FRSICL: LLM-Enabled In-Context Learning Flight Resource Allocation for Fresh Data Collection in UAV-Assisted Wildfire Monitoring
Yousef Emami, Hao Zhou, Miguel Gutierrez Gaitan, Kai Li, Luis Almeida

TL;DR
This paper introduces FRSICL, a novel LLM-enabled in-context learning approach for real-time UAV flight resource allocation to optimize wildfire data collection, outperforming traditional deep reinforcement learning methods.
Contribution
The paper presents a new online scheme leveraging LLMs for dynamic UAV resource allocation, eliminating the need for extensive retraining and improving adaptability in wildfire monitoring.
Findings
FRSICL outperforms state-of-the-art baselines in simulations.
It effectively minimizes the average Age of Information for sensors.

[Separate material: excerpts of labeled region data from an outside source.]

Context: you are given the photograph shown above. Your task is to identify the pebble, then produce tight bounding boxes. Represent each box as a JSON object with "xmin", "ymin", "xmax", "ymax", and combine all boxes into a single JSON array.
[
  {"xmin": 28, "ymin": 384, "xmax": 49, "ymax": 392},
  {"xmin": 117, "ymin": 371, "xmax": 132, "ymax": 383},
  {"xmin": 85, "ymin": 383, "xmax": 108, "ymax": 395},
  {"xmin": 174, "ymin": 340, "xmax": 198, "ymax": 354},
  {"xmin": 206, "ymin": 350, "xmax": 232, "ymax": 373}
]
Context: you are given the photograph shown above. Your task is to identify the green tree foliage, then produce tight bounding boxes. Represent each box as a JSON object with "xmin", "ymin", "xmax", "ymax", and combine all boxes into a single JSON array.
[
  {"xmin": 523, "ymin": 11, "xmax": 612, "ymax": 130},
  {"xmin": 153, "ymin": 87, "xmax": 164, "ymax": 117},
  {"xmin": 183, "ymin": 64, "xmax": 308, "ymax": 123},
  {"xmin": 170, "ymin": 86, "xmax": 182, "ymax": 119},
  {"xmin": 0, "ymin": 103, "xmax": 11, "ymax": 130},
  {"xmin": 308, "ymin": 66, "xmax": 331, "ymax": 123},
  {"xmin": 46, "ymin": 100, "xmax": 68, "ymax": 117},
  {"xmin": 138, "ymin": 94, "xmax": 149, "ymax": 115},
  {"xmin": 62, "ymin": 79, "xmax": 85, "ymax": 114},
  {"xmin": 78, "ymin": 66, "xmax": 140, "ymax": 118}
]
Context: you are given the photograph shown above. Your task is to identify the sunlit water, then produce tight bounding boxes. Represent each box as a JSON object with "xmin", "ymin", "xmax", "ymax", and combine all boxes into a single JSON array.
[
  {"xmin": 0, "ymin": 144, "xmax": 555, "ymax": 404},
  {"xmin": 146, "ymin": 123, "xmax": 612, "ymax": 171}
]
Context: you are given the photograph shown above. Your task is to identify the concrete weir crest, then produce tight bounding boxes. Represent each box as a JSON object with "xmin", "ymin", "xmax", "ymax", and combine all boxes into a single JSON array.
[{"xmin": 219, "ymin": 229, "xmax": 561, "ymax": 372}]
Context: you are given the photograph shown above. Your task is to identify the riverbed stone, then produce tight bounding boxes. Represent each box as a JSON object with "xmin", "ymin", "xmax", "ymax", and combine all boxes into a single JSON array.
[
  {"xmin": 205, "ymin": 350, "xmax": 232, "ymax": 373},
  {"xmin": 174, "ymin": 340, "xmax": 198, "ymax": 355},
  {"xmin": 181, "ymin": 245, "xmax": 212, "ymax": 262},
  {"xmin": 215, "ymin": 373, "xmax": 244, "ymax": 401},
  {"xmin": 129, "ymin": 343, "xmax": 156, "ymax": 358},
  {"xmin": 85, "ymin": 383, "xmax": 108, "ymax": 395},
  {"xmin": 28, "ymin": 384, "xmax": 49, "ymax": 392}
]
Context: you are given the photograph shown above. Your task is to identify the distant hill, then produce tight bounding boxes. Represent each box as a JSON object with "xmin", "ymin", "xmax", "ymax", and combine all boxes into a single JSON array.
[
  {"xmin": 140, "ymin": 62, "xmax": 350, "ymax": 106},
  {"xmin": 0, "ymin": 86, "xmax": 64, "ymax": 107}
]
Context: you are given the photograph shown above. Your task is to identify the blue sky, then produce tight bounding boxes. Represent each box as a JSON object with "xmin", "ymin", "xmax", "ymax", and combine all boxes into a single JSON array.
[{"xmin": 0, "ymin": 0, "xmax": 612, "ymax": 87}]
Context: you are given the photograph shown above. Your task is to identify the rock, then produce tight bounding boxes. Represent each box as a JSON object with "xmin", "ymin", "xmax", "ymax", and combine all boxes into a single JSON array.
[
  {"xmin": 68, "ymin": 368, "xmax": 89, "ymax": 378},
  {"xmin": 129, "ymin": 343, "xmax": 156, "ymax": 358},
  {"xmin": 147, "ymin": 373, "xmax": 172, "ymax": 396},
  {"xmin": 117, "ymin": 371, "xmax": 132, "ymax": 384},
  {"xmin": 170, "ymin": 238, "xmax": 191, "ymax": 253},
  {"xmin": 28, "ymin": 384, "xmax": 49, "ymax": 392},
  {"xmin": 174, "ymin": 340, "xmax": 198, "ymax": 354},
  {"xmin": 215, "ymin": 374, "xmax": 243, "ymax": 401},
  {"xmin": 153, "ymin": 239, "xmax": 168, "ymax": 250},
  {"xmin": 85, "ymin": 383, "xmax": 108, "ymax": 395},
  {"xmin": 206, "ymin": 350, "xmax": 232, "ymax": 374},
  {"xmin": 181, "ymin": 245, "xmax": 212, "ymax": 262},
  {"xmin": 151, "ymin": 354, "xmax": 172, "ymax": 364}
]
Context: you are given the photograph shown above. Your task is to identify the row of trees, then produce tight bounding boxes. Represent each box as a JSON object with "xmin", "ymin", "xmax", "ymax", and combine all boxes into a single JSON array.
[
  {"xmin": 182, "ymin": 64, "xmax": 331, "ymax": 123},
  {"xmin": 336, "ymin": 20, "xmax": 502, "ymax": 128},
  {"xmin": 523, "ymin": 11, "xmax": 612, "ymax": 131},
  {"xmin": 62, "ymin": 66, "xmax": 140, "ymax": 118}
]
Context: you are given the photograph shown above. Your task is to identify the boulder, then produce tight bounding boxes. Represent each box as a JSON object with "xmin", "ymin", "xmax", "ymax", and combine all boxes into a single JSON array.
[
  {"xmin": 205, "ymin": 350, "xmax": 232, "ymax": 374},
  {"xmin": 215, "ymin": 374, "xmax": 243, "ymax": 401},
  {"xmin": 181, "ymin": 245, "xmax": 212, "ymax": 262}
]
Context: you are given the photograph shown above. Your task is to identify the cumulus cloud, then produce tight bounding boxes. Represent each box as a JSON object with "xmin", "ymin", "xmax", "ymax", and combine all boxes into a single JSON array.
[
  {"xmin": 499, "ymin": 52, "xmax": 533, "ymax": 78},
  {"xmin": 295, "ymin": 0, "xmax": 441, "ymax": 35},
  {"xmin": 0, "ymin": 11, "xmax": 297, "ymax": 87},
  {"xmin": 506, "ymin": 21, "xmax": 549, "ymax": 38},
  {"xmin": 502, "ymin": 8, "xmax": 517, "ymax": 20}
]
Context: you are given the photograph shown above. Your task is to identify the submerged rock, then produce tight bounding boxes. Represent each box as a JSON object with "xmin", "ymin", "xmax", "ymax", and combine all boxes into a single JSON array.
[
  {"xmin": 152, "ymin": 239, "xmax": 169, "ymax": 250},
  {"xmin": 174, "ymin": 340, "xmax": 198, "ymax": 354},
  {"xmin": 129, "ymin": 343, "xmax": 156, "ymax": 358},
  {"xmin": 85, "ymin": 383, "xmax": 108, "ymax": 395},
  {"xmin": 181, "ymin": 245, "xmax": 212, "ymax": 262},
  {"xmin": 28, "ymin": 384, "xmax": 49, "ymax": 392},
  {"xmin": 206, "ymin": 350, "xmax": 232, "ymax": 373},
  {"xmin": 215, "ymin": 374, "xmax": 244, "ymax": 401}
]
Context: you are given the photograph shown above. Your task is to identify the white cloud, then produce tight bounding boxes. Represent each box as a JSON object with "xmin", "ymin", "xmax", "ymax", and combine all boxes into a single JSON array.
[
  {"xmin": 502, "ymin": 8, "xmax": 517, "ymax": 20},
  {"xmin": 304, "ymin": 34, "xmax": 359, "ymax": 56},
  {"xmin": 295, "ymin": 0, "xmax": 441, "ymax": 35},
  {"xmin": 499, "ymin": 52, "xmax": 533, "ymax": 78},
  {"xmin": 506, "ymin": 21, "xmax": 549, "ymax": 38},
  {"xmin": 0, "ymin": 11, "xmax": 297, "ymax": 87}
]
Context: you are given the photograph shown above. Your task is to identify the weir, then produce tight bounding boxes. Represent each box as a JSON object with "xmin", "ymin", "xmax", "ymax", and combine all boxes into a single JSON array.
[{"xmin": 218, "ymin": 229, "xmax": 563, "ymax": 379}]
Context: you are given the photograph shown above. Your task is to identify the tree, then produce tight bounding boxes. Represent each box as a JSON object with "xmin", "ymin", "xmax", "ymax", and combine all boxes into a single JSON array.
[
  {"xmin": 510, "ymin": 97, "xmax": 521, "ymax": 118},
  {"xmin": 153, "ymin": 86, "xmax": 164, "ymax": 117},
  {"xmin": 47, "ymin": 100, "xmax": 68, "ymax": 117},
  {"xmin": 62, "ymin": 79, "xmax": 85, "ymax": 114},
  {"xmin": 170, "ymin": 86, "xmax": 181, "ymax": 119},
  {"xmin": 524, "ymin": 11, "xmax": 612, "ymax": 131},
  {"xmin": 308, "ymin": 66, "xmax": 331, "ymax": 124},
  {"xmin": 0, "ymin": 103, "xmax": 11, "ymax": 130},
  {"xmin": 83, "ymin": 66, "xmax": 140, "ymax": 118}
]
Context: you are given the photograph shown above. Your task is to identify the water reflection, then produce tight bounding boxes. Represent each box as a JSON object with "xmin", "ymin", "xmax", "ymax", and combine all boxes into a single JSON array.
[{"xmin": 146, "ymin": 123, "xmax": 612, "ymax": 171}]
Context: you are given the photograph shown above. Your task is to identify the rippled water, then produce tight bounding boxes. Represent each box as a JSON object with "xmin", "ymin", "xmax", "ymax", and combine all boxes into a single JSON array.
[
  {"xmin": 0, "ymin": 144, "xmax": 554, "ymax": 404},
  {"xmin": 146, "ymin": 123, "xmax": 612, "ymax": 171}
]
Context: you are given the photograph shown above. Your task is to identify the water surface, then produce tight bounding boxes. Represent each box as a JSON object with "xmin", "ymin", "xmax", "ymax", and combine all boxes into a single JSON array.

The approach enables real-time decision-making without retraining.
Abstract
Uncrewed Aerial Vehicles (UAVs) play a vital role in public safety, especially in monitoring wildfires, where early detection reduces environmental impact. In UAV-Assisted Wildfire Monitoring (UAWM) systems, jointly optimizing the data collection schedule and UAV velocity is essential to minimize the average Age of Information (AoI) for sensory data. Deep Reinforcement Learning (DRL) has been used for this optimization, but its limitations-including low sampling efficiency, discrepancies between simulation and real-world conditions, and complex training make it unsuitable for time-critical applications such as wildfire monitoring. Recent advances in Large Language Models (LLMs) provide a promising alternative. With strong reasoning and generalization capabilities, LLMs can adapt to new tasks through In-Context Learning (ICL), which enables task adaptation using natural language prompts…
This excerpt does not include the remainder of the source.